Members of Tree Keepers, a city-sponsored volunteer group, were just one of the many organizations, businesses and families who trekked through mud and water to clean up the city.

Several groups completed their work Friday night in anticipation of the forecast for snow. Others

rescheduled their events for later.

On the other side of the park at the trail’s entrance, Cheryl Hardy, a Columbia College psychology professor, was cleaning up near the parking lot. Hardy said she attributes a number of the city’s environmental efforts to Mayor Darwin Hindman.

Hardy said she’s personally drawn to help because she realizes that the trash on the ground will last a lot longer than people realize.

“When people throw down a cigarette butt, they just assume it will biodegrade, but what they don’t know is that it takes something like 20 years,” Hardy said.

Almost every year, an average of about 1,100 Columbians come out to clean up the city’s parks and streets. Last year, volunteers gave 2,539 hours, which, when multiplied by the national value for an hour of volunteer service, equals about $45,800 of what could have been paid work.

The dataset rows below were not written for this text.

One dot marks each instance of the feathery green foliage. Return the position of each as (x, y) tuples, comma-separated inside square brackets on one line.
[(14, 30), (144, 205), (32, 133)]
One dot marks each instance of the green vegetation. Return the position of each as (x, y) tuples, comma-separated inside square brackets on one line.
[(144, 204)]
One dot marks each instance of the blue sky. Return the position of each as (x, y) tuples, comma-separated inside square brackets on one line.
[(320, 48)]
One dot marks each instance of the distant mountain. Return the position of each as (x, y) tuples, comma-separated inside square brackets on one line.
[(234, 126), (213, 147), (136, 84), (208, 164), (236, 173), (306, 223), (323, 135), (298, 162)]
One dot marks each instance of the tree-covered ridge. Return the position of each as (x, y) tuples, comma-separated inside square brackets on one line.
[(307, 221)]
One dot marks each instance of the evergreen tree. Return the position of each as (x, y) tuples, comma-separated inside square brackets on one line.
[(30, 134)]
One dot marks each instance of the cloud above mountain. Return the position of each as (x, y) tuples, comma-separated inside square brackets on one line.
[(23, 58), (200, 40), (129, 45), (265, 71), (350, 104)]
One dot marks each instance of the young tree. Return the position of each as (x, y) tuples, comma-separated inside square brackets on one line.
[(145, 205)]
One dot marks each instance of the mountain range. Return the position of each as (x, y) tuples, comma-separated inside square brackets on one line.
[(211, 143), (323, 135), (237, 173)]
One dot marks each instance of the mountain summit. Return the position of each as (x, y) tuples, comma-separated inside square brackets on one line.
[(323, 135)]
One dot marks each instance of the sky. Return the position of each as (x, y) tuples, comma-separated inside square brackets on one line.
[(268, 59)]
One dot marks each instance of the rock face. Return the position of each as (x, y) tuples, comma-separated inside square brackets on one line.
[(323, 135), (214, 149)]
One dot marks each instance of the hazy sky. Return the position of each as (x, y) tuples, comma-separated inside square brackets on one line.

Leigh Nutter, the event’s volunteer coordinator, said she feels that volunteers often work exceptionally hard because they are doing it with a passion to leave the world a better place than they came into it.

“Volunteers are probably going to work harder,” Nutter said. “They are doing it because they want to, not to get paid but to get the credit for it.”

Clean Up Columbia began in 1997 with 50 groups and 350 participants. This year, 125 groups preregistered to participate.

Tree Keepers’ John Stegemann said that among other things he believes efforts like this one can even increase property value by making the community a better place to live.

“Every time we do something — build a new library, build a new school, put another park in — it just makes this community a little more attractive,” Stegemann said.